Avoid the use of light lines and screen shading. Instead, use black-and-white, hatched, and cross-hatched designs for emphasis. Use heavy lines or boxes for emphasizing or marking off areas of the figure.

Lettering is in a sans serif font (Helvetica, Arial) for figures. Use boldface type for axis labels and for the labels A, B, C, in composite figures; use italic type only as it would be used in the text (for example, for variables and gene names). The first letter of each entry should be uppercase; otherwise, use uppercase letters as they would be used in the text (for example, for acronyms). Avoid wide variation in type size within a single figure.

Figure Legends should be double-spaced in numerical order on a separate page. No single legend should be longer than one page. Nomenclature, abbreviations, symbols, and units used in a figure should match those used in the text. The figure title should be given as the first line of the legend.

Tables should supplement, not duplicate, the text. They should be numbered in the order of their citation in the text. Each table should be generated on a separate page with its legend double-spaced above the table. The first sentence of the legend should be a brief descriptive title. Three horizontal lines are used in tables: at the top and bottom of the table and between the column headings and the table body. Vertical lines are not used between the columns.
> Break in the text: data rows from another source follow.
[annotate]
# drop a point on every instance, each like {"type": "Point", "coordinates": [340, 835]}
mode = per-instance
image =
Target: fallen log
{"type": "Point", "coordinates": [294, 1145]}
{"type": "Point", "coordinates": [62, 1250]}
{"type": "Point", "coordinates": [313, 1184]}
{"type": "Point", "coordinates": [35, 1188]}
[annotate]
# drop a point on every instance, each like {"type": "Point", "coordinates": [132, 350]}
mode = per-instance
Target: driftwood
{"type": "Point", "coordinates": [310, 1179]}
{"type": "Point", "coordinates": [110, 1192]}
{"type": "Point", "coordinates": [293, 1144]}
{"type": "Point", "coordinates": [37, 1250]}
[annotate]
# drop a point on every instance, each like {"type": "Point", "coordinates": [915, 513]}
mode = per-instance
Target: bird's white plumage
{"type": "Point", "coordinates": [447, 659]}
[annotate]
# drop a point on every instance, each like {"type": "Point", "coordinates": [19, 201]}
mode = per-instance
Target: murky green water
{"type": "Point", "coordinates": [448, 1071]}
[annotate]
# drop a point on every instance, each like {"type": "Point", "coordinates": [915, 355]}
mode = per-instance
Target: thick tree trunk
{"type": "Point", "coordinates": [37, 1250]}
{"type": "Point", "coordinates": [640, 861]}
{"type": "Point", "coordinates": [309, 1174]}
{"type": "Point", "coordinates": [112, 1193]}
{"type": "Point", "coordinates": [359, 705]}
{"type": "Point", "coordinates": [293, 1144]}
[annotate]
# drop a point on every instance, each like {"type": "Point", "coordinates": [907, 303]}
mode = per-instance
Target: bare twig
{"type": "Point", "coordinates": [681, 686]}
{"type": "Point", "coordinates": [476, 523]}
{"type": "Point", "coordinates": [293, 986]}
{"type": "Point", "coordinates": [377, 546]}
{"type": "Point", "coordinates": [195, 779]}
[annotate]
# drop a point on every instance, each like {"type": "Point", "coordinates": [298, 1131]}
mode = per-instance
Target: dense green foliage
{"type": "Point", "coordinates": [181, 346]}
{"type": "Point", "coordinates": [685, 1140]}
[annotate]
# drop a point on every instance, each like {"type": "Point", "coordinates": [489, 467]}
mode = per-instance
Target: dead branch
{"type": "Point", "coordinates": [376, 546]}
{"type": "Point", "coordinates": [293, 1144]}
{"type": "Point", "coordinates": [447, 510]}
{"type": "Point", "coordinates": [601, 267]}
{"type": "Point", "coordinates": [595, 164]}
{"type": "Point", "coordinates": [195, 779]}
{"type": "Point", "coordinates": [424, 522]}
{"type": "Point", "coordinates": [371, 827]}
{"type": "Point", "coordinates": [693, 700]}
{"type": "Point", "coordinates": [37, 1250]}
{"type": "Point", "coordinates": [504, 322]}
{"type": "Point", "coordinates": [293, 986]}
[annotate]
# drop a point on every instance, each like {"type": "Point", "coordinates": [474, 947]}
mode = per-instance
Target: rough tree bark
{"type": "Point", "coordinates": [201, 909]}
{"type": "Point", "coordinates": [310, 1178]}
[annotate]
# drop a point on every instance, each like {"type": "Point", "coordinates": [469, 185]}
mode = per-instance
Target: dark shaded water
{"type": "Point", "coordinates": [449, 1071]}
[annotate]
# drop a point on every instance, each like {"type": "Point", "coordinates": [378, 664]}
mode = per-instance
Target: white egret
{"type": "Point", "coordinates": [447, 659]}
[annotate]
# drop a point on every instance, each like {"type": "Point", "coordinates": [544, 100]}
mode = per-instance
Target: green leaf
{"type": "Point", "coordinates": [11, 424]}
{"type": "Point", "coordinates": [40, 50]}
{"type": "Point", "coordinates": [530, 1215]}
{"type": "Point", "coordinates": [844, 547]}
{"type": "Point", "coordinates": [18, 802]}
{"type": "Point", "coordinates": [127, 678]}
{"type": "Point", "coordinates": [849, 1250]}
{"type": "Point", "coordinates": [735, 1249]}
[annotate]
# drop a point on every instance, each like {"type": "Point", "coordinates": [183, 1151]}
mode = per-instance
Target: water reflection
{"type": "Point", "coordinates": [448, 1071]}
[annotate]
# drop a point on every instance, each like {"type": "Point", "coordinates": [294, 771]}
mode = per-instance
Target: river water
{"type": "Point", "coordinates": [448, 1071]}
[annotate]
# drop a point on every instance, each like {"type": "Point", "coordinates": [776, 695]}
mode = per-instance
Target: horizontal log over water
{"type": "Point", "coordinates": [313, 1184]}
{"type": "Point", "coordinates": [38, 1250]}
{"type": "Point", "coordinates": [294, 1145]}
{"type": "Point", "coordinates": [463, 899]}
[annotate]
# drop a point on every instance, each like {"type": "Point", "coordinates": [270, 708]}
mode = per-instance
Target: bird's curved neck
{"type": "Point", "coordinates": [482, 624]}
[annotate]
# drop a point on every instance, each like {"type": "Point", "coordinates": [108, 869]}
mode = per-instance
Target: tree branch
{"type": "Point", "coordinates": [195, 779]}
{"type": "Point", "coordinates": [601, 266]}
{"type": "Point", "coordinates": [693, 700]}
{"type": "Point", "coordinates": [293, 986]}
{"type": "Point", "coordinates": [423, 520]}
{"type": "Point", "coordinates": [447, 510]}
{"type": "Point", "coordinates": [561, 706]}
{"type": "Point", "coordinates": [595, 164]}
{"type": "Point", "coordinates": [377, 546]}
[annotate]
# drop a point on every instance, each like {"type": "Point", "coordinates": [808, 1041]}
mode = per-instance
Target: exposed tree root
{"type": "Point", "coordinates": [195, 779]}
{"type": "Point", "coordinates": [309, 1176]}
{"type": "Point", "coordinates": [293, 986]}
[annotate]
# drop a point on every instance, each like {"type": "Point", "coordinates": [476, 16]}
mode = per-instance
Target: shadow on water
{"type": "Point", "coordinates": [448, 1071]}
Every vertical column should have a heading consisting of a title with the unit of measure in parentheses. Units should not change within a column. Centered headings of the body of the table can be used to break the entries into groups. (See the section on lettering for use of italic type and uppercase letters.)

Footnotes should contain information relevant to specific entries or parts of the table.
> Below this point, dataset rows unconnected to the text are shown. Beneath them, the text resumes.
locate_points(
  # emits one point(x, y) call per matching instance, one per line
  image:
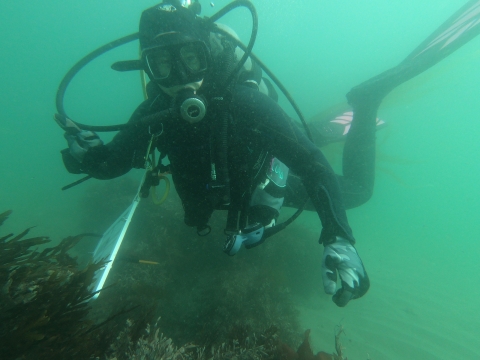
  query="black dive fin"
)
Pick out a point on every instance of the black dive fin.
point(460, 28)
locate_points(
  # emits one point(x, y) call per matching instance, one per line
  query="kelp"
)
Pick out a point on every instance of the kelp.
point(45, 311)
point(44, 299)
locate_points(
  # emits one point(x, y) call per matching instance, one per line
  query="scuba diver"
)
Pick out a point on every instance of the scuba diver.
point(230, 145)
point(221, 138)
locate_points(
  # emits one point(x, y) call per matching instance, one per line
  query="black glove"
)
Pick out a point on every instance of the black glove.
point(342, 256)
point(79, 141)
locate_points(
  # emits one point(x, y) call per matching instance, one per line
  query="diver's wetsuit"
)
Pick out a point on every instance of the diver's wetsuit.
point(258, 125)
point(358, 163)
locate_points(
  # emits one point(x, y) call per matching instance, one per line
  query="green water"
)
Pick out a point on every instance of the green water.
point(418, 235)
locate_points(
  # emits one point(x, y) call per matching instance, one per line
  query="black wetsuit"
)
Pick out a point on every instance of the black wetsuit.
point(258, 125)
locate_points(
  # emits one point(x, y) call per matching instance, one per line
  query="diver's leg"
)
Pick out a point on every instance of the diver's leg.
point(358, 164)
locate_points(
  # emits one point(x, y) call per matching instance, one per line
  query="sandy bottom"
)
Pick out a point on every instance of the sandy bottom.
point(394, 323)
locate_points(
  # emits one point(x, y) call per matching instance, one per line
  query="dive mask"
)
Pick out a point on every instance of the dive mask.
point(176, 64)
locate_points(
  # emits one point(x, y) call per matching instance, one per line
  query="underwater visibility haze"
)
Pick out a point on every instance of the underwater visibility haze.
point(418, 235)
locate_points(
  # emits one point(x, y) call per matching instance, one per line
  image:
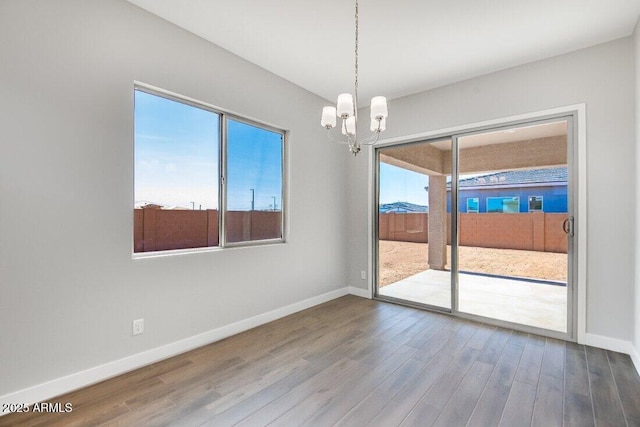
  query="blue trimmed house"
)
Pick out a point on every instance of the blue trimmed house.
point(525, 190)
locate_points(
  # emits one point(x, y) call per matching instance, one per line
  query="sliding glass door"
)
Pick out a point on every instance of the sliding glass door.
point(414, 232)
point(505, 256)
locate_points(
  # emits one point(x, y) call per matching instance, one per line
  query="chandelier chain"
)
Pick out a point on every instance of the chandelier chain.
point(356, 64)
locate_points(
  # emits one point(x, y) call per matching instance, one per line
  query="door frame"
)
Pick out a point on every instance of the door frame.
point(576, 138)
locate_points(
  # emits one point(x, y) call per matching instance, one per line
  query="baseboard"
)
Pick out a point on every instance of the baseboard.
point(359, 292)
point(635, 358)
point(59, 386)
point(608, 343)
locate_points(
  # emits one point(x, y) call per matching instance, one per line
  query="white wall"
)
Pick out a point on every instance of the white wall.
point(602, 77)
point(69, 287)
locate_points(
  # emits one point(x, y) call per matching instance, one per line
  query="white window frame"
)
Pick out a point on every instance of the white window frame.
point(477, 199)
point(224, 116)
point(541, 204)
point(517, 198)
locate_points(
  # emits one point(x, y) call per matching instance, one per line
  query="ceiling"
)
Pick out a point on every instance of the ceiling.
point(406, 46)
point(514, 134)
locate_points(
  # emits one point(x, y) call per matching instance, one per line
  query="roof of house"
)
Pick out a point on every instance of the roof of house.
point(516, 177)
point(402, 207)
Acceptable formats are Quicktime, MPEG, and Flash. Keep videos short and the display window small to minimize the file size of the video. Supply caption information with the videos. Edit longer sequences into several small pieces with captions specific to each video sequence.

Electronic Transmission of Manuscripts and Figures:

Most authors find it easiest to submit their text and figures to the STKE Editor by e-mail. However, files can also be submitted by FTP. If you require assistance or need information on submitting files by FTP, please send the STKE Editors a message.

  • File naming: Please name your figures with the first author's name + figure number (examples, SmithF1.eps, SmithF2.eps); please name your manuscript text as Author’s last name followed by the file type extension (example, Smith.doc).
  • Figure File Formats: Figure files should be compatible with Macintosh computers Adobe Illustrator (version 3.0 to 9.0) and Adobe Photoshop (version 2.0 to 6.0). We can accept figures in the following formats (in descending order of preference):
    • Illustrator EPS (Encapsulated Post Script) or AI (Adobe Illustrator),
    • Photoshop PSD (Photoshop - with active text layers, do not flatten, do not rasterize text layers),
    • Submit files prepared in Corel Draw or Macromedia Freehand saved as EPS's.
    • Submit files prepared in PowerPoint as PPT files. (PowerPoint files will be redrawn by the art department to meet resolution requirements.)
  • Text File Formats: Microsoft Word accessible file format (.doc, .rtf).